It is very interesting for cereal science to understand the contribution of non-covalent bonds in the aggregation of gluten proteins, comparing low and high protein flours, and clarifying the amounts and sizes of protein aggregates and monomeric proteins.

This article has high quality and contains new information, the aim of the work is clearly established, the experimental well conducted, discussion and conclusions are well documented and scientifically coherent, despite some concerns:

 

1. Introduction:
   1. Lines 62-69 – “The amount of protein aggregates can be extracted depends on SDS concentration. With the increase of the concentration of SDS, the degree of disruption for non-covalent bonds increased.
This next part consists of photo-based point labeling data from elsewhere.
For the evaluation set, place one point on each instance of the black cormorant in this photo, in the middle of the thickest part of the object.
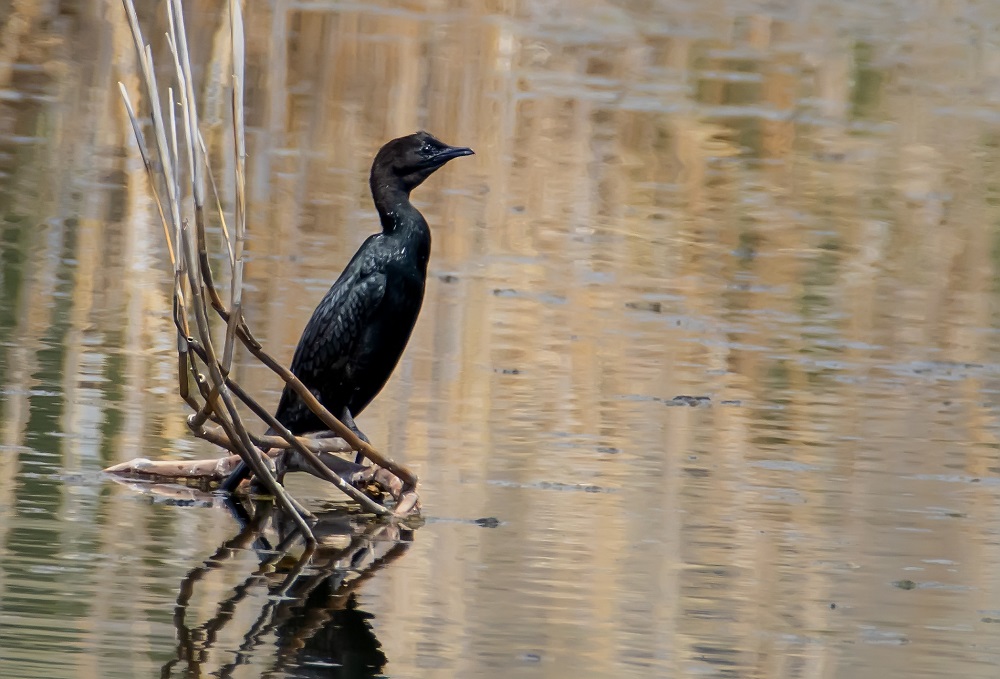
(359, 330)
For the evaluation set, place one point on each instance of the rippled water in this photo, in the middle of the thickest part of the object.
(711, 331)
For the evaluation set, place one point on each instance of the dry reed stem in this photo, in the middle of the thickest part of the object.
(192, 274)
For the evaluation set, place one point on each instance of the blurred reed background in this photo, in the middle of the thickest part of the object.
(790, 208)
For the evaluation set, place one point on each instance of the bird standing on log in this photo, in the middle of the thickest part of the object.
(359, 330)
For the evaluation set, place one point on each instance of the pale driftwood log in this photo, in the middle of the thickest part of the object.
(201, 359)
(207, 474)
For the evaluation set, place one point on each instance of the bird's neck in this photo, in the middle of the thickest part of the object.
(395, 211)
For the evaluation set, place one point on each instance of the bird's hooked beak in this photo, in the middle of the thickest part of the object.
(446, 153)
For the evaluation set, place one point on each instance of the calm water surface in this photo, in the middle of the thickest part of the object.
(786, 212)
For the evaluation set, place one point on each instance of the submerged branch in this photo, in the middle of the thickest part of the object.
(195, 290)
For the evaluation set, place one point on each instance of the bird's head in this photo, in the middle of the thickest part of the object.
(413, 158)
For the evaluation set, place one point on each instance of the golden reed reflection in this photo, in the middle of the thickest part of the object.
(793, 211)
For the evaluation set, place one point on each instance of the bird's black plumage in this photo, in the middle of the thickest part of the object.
(359, 329)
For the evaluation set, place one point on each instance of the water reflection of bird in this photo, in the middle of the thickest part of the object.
(360, 328)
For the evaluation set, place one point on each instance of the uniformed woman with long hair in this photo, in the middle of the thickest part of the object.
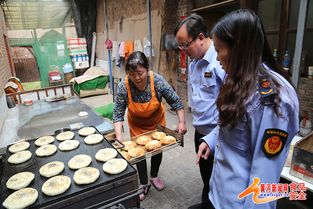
(258, 115)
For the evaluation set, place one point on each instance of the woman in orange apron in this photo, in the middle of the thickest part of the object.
(142, 92)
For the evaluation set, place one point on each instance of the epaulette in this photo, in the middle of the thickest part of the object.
(267, 90)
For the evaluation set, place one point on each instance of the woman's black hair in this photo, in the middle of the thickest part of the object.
(194, 24)
(136, 58)
(243, 32)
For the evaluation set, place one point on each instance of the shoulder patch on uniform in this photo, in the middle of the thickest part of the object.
(266, 90)
(273, 142)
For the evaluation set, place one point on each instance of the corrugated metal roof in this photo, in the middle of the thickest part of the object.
(32, 14)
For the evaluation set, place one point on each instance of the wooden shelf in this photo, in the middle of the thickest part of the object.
(217, 5)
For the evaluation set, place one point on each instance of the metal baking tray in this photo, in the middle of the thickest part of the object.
(179, 142)
(75, 192)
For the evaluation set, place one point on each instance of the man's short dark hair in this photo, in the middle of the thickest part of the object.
(194, 24)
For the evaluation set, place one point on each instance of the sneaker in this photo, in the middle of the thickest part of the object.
(144, 189)
(157, 183)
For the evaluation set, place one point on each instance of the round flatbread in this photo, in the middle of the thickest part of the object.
(56, 185)
(115, 166)
(83, 114)
(168, 140)
(19, 146)
(86, 131)
(94, 139)
(67, 135)
(106, 154)
(79, 161)
(143, 140)
(21, 198)
(20, 157)
(51, 169)
(136, 152)
(46, 150)
(158, 135)
(153, 145)
(86, 175)
(44, 140)
(20, 180)
(129, 145)
(125, 155)
(68, 145)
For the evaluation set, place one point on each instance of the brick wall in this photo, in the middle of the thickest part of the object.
(305, 94)
(5, 72)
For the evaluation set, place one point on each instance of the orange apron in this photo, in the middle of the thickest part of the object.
(144, 117)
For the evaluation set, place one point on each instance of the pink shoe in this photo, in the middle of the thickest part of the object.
(144, 189)
(157, 183)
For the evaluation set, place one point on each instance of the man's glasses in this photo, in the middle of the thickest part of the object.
(185, 47)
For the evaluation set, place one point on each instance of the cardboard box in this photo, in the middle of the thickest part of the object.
(302, 159)
(81, 65)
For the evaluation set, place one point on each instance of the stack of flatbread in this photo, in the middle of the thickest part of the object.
(94, 139)
(20, 180)
(115, 166)
(79, 161)
(21, 198)
(20, 157)
(19, 146)
(44, 140)
(46, 150)
(56, 185)
(86, 131)
(68, 145)
(51, 169)
(86, 175)
(106, 154)
(67, 135)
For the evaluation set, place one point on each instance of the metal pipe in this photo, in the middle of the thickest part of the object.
(93, 49)
(109, 50)
(150, 28)
(299, 42)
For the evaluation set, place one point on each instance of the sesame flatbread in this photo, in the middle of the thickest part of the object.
(136, 152)
(21, 198)
(46, 150)
(106, 154)
(143, 140)
(20, 180)
(115, 166)
(158, 135)
(56, 185)
(153, 145)
(86, 131)
(19, 146)
(125, 155)
(51, 169)
(168, 140)
(79, 161)
(128, 145)
(67, 135)
(68, 145)
(86, 175)
(44, 140)
(20, 157)
(94, 139)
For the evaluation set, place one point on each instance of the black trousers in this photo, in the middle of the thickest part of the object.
(206, 167)
(142, 168)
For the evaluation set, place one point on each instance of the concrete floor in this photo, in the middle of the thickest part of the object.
(183, 184)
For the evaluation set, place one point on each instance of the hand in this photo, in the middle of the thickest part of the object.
(181, 128)
(203, 148)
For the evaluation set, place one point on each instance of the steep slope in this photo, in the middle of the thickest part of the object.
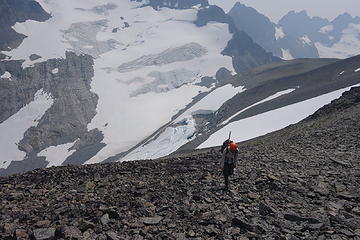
(297, 183)
(13, 11)
(106, 69)
(338, 38)
(270, 97)
(280, 102)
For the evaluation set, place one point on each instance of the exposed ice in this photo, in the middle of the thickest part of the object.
(82, 37)
(286, 54)
(326, 29)
(167, 142)
(279, 33)
(166, 81)
(213, 101)
(305, 40)
(12, 130)
(177, 54)
(56, 155)
(6, 75)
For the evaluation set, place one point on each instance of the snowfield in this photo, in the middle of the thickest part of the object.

The proteins aggregated through weak non-covalent bonds are extracted with low concentration (0.1%, in this study) of SDS. The difference between the amounts of protein extracted with medium (0.3%) and low concentrations of SDS are macro-polymers aggregated through medium strength non-covalent bonds. Gluten protein aggregated through strong non-covalent bonds are calculated by the difference of the amount of proteins extracted with high (0.5%) and medium concentrations of SDS.” Which are the references for this methodology?

 

2. Material and methods:
   128. Line 82 – “…distilled water (HF: 128.8 mL, LF: 117.4 mL; mean water absorption for farinograph)…”. Please indicate values in water absorption (%).
   129. Figure 1 – How BU, PC, BD and OM were calculated? Please clarify it in the text.
   130. Lines 94-97 – I am wondering if 10,000 rpm for 5 min, used to homogenize samples with SDS, is not too much, considering each dough was mixed only at 120 rpm for 20 min. It doesn´t have an effect in protein aggregates formation/ rupture? Why not add it during mixing? Maybe different results would be obtained adding SDS during the mixing step.

 

3. Results:
   6. Figures 3, 4, 5 and 6 – Same letter(s) is(are) used both for HF and LF, despite the differences in soluble protein values (Fig. 3). The same comment for Fig 4, 5 and 6.
   7. Lines 207-208 – “The sizes of the protein aggregates decreased after the mixing peak in LF”. I don´t agree because there are no significant differences in LF.
   8. Lines 230-239 – There is a reference to this methodology?

 

4. Discussion:
   1. Lines 319-320 – “…the extraction process disrupts the structure of the native protein”. How it was overcome in your case? Please add a comment about this aspect.

Author Response

It is very interesting for cereal science to understand the contribution of non-covalent bonds in the aggregation of gluten proteins, comparing low and high protein flours, and clarifying the amounts and sizes of protein aggregates and monomeric proteins.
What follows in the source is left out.